Member of Parliament, Lok Sabha
- In office 1999–2007
- Preceded by: Ulhas Vasudeo Patil
- Succeeded by: Haribhau Jawale
- Constituency: Jalgaon

Personal details
- Born: 12 May 1941 Jalgaon, Maharashtra
- Died: 29 October 2018 (aged 77)
- Party: Bharatiya Janata Party
- Spouse: Pramila Mahajan ​(m. 1973)​
- Children: Jeetendra Mahajan Leena Mahajan
- Parents: Giridhar Mahajan (father); Yashoda Mahajan (mother);
- Education: Bachelor of Arts Bachelor of Education
- Alma mater: Indore University

= Y. G. Mahajan =

Indian politician (1941–2018)

Yashwant Giridhar Mahajan (12 May 1941 - 29 October 2018) was an Indian politician from the Bharatiya Janata Party (BJP) political party.
He was a member of the 14th Lok Sabha of India, representing the Jalgaon constituency of Maharashtra.

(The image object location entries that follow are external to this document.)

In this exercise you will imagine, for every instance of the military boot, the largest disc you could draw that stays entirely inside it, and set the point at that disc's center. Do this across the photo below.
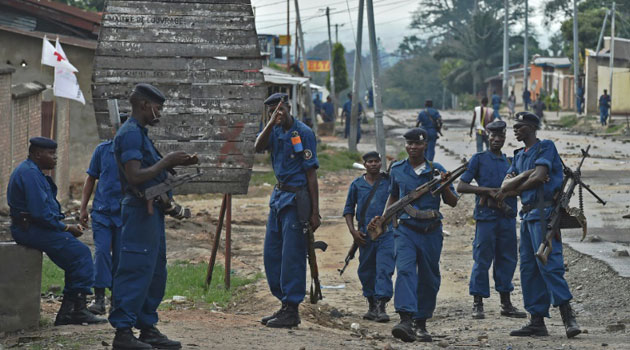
(81, 315)
(64, 315)
(536, 326)
(289, 317)
(372, 313)
(404, 330)
(154, 337)
(124, 339)
(568, 318)
(478, 313)
(420, 326)
(507, 309)
(381, 313)
(266, 319)
(98, 304)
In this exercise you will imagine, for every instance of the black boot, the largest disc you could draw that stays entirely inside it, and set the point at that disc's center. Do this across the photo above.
(381, 313)
(536, 326)
(507, 309)
(371, 314)
(568, 318)
(98, 304)
(64, 315)
(478, 313)
(422, 334)
(81, 315)
(287, 318)
(266, 319)
(404, 330)
(158, 340)
(124, 339)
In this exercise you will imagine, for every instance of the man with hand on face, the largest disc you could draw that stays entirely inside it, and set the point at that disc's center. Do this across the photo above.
(418, 239)
(294, 205)
(140, 278)
(495, 235)
(36, 222)
(368, 195)
(536, 175)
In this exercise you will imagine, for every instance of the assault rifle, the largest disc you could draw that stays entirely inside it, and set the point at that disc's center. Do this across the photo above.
(563, 216)
(398, 206)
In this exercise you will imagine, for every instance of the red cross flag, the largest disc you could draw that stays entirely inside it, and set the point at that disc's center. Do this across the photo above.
(55, 57)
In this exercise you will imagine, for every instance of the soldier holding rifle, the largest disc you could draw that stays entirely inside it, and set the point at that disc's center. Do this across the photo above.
(495, 234)
(368, 195)
(294, 205)
(536, 175)
(418, 235)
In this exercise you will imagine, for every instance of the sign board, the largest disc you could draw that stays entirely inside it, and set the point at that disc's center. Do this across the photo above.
(204, 56)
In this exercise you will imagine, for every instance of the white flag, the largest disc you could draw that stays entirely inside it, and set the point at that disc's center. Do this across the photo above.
(66, 85)
(55, 57)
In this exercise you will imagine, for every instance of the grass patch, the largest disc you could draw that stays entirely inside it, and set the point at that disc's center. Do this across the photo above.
(183, 279)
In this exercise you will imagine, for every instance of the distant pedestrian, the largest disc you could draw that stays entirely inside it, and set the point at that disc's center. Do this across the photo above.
(527, 99)
(511, 104)
(481, 118)
(496, 105)
(604, 107)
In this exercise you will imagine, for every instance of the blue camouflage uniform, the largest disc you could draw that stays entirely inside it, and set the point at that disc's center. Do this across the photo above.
(376, 259)
(285, 242)
(542, 284)
(347, 109)
(426, 120)
(496, 105)
(418, 243)
(140, 278)
(32, 192)
(495, 234)
(106, 219)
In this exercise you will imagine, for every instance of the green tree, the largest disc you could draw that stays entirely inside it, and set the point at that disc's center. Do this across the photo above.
(339, 66)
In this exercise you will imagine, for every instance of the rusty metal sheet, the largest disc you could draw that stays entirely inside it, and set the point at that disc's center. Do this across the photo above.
(204, 56)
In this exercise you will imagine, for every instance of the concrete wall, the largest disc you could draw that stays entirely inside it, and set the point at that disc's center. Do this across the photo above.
(82, 124)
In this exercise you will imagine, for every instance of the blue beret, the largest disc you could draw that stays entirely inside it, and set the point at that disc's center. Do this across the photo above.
(416, 134)
(371, 155)
(150, 92)
(527, 118)
(43, 142)
(276, 98)
(497, 126)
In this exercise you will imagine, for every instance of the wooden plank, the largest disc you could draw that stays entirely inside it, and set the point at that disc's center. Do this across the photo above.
(176, 63)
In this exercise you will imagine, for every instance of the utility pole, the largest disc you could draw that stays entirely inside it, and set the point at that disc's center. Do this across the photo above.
(505, 91)
(354, 112)
(376, 86)
(332, 69)
(306, 73)
(525, 53)
(612, 56)
(576, 58)
(288, 35)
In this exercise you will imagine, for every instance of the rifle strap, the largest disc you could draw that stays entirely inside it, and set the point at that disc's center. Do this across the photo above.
(368, 201)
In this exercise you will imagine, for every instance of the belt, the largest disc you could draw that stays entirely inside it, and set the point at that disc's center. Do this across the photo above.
(429, 214)
(529, 207)
(286, 188)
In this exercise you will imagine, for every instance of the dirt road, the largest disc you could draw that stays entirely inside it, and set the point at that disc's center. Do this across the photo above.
(601, 296)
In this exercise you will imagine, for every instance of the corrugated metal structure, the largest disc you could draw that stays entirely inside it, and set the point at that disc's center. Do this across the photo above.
(204, 55)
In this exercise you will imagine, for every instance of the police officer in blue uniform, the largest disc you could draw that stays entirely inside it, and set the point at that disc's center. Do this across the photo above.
(140, 277)
(431, 121)
(106, 219)
(294, 204)
(418, 239)
(368, 195)
(36, 222)
(536, 175)
(495, 235)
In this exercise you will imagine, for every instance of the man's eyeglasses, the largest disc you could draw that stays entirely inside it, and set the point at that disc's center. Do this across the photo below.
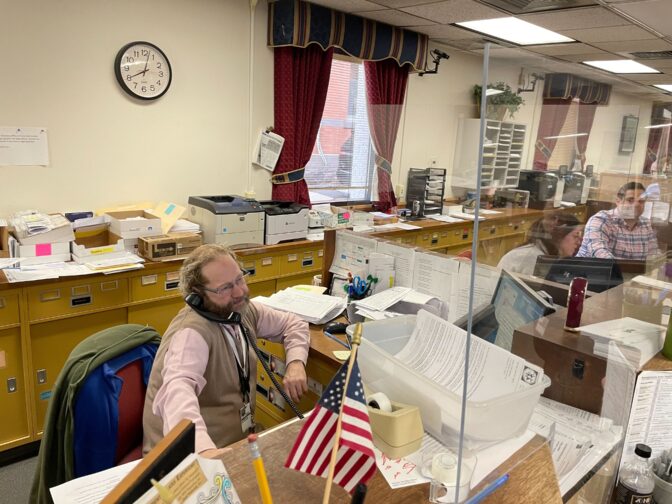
(227, 288)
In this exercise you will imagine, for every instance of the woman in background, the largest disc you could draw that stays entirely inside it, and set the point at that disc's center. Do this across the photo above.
(558, 236)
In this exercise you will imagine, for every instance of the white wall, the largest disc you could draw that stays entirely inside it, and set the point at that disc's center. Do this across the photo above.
(106, 148)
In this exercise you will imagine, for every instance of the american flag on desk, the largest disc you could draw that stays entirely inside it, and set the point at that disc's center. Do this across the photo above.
(356, 462)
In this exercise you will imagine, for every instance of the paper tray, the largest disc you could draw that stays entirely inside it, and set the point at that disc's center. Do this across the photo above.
(486, 422)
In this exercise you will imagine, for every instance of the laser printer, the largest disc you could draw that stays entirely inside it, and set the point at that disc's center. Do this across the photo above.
(285, 220)
(230, 220)
(542, 186)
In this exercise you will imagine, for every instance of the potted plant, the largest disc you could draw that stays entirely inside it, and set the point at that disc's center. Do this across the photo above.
(498, 104)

In the sting Operation Duryodhana
by the Noida based media firm Cobrapost, aired 12 December 2005 on the Indian Hindi news TV Channel Aaj Tak, Mahajan was caught on video accepting bribes of Rs. 35,000 for fielding questions in parliament.

On 23 December 2005 a Special Committee of the Lok Sabha found him guilty of contempt of the House and following a motion calling for the expulsion of all 11 MPs caught in the sting, he was expelled from Parliament.